Leica MP czyli powrót do przeszłości

Autor: Łukasz Kacperczyk

24 Marzec 2003
Artykuł na: 6-9 minut
Miłośnicy mechanicznych dalmierzowców Leica z bagnetem M odetchnęli z ulgą. Niedługo po ogłoszeniu zaprzestania produkcji modelu M6 TTL firma pokazała nową/starą Leikę MP.

Miłośnicy mechanicznych dalmierzowców Leica z bagnetem M odetchnęli z ulgą. Niedługo po ogłoszeniu zaprzestania produkcji modelu M6 TTL firma pokazała nową/starą Leikę MP, która łączy w sobie cechy ostatnich produktów z Solms (np. pomiar światła przez obiektyw) z kosmetyką klasycznego modelu M3.

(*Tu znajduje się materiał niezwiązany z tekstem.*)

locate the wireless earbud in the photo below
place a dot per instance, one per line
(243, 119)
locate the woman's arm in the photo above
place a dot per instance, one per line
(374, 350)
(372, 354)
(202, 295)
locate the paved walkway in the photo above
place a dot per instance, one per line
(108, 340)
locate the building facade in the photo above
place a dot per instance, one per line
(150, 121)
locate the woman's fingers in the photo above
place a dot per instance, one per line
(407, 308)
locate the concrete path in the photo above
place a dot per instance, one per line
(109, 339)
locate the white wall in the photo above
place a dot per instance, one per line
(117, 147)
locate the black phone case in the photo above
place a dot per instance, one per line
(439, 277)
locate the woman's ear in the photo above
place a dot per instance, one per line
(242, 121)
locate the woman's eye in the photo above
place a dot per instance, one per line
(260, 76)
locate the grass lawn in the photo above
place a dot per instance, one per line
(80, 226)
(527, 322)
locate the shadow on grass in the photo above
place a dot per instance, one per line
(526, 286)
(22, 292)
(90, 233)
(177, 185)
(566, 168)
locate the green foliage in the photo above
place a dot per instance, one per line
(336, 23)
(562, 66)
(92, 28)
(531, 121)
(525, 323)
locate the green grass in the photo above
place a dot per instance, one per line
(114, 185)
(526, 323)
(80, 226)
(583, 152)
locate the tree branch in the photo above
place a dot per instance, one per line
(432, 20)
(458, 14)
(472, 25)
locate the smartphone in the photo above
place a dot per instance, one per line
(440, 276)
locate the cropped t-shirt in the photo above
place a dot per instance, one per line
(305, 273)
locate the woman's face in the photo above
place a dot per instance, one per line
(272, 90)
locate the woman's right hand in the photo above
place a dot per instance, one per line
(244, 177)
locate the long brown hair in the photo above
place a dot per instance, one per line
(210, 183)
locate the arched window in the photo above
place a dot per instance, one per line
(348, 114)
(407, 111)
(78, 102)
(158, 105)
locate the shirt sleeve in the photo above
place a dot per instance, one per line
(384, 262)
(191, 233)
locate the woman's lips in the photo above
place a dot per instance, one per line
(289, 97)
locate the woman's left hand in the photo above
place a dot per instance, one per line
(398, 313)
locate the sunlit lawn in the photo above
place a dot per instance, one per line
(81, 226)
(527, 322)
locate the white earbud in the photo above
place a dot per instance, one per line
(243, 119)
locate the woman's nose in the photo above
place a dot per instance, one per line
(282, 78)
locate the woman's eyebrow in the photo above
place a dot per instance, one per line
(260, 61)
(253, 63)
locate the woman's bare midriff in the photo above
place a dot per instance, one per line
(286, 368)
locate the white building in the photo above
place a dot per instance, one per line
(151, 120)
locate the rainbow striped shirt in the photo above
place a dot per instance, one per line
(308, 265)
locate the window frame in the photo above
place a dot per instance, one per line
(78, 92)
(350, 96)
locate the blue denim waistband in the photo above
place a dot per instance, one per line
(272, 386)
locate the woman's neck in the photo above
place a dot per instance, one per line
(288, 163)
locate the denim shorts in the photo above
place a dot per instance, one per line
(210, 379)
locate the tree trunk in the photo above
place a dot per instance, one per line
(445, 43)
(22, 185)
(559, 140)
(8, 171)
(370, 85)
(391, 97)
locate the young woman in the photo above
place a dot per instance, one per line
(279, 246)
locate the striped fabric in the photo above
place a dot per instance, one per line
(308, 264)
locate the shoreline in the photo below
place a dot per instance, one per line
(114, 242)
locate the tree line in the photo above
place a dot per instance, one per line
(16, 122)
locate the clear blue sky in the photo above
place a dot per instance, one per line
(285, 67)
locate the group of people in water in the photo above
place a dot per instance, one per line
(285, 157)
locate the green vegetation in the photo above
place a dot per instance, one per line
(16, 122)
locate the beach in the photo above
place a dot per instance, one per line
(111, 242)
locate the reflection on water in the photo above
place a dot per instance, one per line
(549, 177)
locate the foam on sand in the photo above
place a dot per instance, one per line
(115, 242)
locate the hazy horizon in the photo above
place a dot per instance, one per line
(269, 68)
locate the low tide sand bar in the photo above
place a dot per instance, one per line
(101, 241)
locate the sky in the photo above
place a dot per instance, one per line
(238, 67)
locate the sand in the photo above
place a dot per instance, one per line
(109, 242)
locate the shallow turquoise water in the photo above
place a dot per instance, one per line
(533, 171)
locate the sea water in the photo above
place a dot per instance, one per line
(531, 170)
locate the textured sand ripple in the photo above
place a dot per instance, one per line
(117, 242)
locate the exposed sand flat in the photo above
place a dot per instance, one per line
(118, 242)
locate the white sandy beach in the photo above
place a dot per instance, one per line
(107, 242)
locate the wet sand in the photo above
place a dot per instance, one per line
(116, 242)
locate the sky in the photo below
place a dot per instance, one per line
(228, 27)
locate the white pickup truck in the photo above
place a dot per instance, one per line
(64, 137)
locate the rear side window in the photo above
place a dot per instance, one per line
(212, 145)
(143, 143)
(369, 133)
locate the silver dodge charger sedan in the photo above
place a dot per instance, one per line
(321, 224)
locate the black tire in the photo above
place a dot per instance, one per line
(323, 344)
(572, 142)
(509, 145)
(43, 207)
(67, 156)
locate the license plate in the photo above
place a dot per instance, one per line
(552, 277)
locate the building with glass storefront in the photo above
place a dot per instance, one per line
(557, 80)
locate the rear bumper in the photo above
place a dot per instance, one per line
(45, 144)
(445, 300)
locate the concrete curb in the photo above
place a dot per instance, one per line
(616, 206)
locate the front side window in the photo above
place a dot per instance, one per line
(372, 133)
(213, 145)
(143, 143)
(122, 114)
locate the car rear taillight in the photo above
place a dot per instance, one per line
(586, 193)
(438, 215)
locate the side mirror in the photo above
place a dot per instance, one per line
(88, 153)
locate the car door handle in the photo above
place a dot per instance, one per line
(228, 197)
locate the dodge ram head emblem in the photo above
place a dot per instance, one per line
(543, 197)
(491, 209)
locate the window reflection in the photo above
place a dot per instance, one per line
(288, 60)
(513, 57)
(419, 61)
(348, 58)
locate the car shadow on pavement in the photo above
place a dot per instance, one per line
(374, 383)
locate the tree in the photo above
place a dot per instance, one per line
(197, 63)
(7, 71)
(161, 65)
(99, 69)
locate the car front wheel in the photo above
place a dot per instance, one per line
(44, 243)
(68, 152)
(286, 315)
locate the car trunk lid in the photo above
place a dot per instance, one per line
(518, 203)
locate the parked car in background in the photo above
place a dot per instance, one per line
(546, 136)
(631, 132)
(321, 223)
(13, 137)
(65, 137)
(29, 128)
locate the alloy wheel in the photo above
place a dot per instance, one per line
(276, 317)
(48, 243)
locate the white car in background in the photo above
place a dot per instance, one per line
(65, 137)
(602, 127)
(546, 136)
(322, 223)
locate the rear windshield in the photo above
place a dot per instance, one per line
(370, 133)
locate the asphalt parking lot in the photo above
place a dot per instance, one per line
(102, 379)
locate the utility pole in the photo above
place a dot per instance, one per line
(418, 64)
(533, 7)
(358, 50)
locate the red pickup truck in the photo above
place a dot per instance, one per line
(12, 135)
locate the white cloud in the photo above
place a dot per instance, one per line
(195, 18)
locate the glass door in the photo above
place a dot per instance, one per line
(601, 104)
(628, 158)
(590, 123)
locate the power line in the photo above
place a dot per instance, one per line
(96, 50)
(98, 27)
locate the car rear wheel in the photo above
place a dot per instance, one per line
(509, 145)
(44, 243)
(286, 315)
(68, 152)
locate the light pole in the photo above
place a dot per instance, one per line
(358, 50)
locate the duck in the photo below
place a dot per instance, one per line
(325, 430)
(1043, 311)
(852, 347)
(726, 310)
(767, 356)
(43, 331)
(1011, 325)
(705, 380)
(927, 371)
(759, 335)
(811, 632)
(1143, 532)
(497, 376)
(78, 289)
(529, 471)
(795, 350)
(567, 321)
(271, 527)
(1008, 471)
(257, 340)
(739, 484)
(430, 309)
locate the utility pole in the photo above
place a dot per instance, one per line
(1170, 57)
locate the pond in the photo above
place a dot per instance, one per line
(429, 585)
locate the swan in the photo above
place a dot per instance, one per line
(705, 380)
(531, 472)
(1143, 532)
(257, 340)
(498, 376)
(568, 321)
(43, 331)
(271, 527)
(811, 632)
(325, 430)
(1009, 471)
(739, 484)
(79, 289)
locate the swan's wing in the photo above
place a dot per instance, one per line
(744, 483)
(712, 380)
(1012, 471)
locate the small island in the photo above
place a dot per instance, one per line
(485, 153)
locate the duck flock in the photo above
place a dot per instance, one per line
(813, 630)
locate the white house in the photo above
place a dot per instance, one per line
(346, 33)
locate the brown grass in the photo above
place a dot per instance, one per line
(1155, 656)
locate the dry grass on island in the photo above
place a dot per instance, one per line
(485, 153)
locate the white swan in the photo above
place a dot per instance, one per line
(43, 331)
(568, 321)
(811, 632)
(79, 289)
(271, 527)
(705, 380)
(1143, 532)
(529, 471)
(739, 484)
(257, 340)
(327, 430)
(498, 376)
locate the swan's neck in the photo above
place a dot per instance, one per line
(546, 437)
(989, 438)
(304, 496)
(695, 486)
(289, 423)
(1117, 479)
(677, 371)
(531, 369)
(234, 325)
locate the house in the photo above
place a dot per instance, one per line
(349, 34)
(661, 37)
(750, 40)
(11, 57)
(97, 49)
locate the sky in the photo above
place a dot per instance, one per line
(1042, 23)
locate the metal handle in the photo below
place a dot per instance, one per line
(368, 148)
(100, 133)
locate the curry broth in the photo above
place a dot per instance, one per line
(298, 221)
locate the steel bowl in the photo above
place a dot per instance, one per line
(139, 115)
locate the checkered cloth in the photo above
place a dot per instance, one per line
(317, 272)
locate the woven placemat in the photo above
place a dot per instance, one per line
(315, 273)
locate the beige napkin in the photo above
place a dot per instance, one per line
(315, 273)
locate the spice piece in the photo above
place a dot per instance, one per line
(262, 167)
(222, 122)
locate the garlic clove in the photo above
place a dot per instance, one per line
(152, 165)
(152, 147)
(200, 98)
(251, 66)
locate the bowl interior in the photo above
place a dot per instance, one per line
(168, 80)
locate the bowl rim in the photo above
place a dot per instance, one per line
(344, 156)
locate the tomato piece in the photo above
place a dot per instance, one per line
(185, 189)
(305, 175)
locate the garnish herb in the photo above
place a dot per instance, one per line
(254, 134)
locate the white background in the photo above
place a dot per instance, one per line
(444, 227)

Kierownictwo firmy wysłuchało próśb użytkowników, którzy narzekali, że późniejsze modele (od M4-2 do wycofanej niedawno Leiki M6 TTL) nie mogą się równać ze swoimi poprzednikami (M3, M2, M4) pod względem solidności wykonania, jakości użytych materiałów i "kultury pracy". Ponoć nowa Leica MP pod tym względem bardziej przypomina np. M3 niż nieco "plastikową" M6 TTL (ale nie przesadzajmy z tą plastikowością - w końcu to Leica M!). Świadczy o tym choćby fakt, że jest składana ręcznie w Solms.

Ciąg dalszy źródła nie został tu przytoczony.